Islet mortality was 50% lower for trained mice than for the sedentary mice in the control group. Moreover, the researchers observed that trained mice produced less nitric oxide and cleaved caspase-3 protein, both of which signal to cells that it is time to begin apoptosis (programmed cell death).
“But pancreatic islets contain other cell types, including alpha and delta cells. We had to show the effect of exercise specifically on beta cells,” Zoppi said. This step involved in vitro experiments with two lines of beta cells: rat INS-1E and mouse MIN-6. The exercise stimulus was pharmacologically simulated, Zoppi explained.
“We incubated a muscle cell line with a drug known to induce the same adaptations as those promoted by endurance exercise. Next, we incubated the beta cell lines solely with culture medium from these pharmacologically ‘trained’ muscle cells. In another experiment, beta cell lines were incubated with serum from animals submitted to endurance training. In sum, we were able to simulate the cellular environment of a trained animal,” Zoppi said.
The results were similar to those observed in the experiment with islets. The mortality of “trained” INS-1E cell mortality was 50% lower than in the control situation.
“It remained to discover which molecule made the link between muscle and beta cells. We thought IL-6 would be a possible candidate since muscle contraction stimulates the release of large amounts of this cytokine,” he said.
According to Zoppi, recent research shows the importance of IL-6 signaling between tissues, especially those involved in blood sugar control. For example, IL-6 sends signals from muscles to organs such as the liver and hypothalamus.
To test their hypothesis, the researchers repeated the initial experiments, observing that when a pharmacological inhibitor of IL-6 was added to the culture medium, the protective effects of exercise were abolished.
To reinforce the results, the group used “knockout” mice, which had been genetically modified not to express IL-6. They were submitted to training. After two months, islets from the sedentary control animals were treated in the same way as before, with serum from trained IL-6 knockout mice.
“We repeated the same experiment, and in this case physical exercise didn’t have any protective effect on beta cells,” Zoppi said.
New drugs
De Paula is currently performing experiments with islets from human donors at Brussels Free University’s Laboratory of Experimental Medicine in Belgium, with the aim of trying to repeat the results observed in mice, and the UNICAMP group is planning a study to prospect for molecules capable of activating the same IL-6 signaling pathway in the pancreas.

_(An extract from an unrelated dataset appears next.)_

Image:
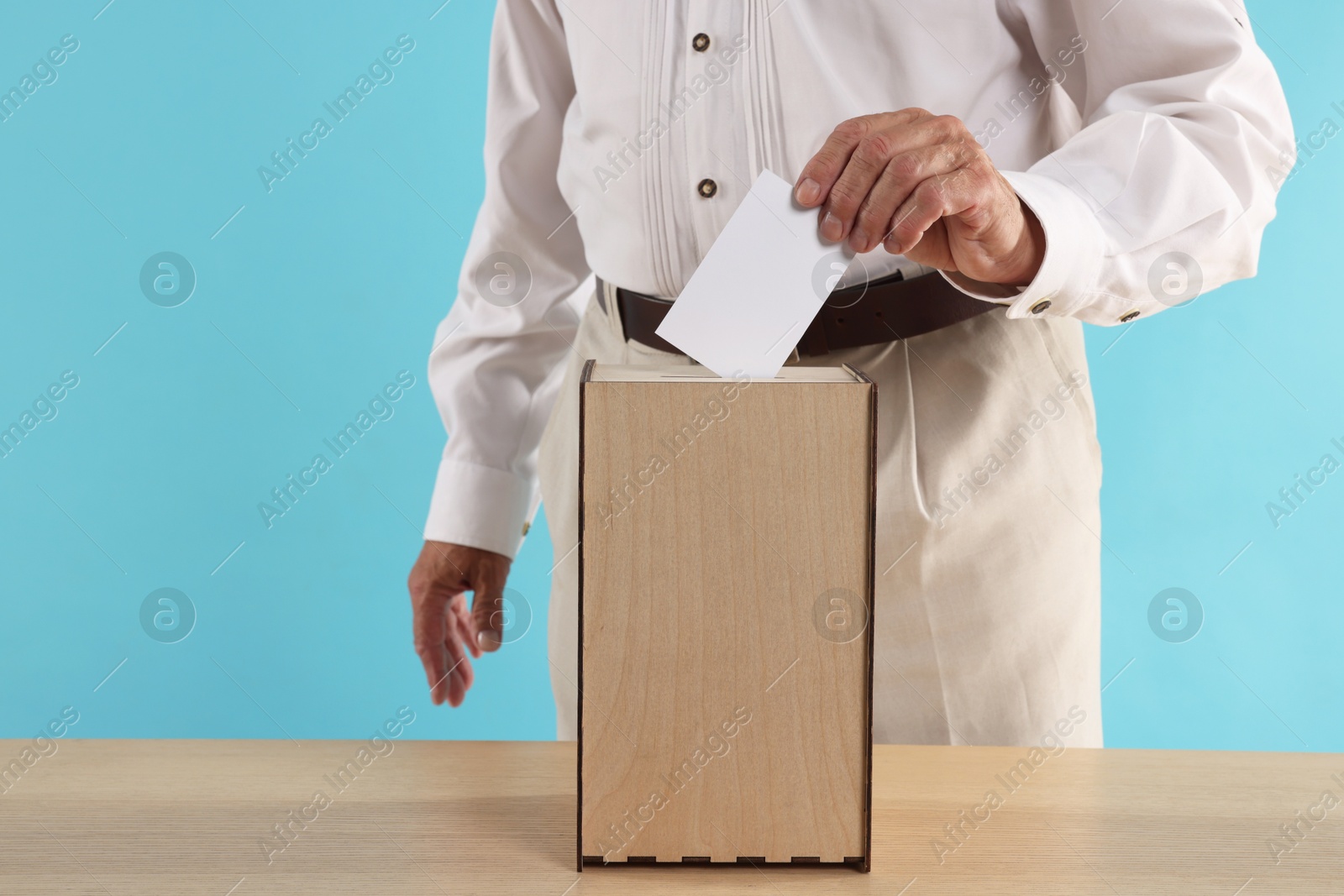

“I believe we won’t be able to use IL-6 directly for treatment because it acts in several ways and can be anti-inflammatory or proinflammatory, depending on the context. Perhaps we’ll find an analogue with therapeutic effects,” Zoppi said.
The research is being conducted within the ambit of the Thematic Project “Molecular mechanisms involved in the dysfunction and death of pancreatic beta cells in Diabetes Mellitus: strategies for the prevention of islet dysfunction and for islet mass recuperation in different cellular and animal models,” coordinated by Boschero.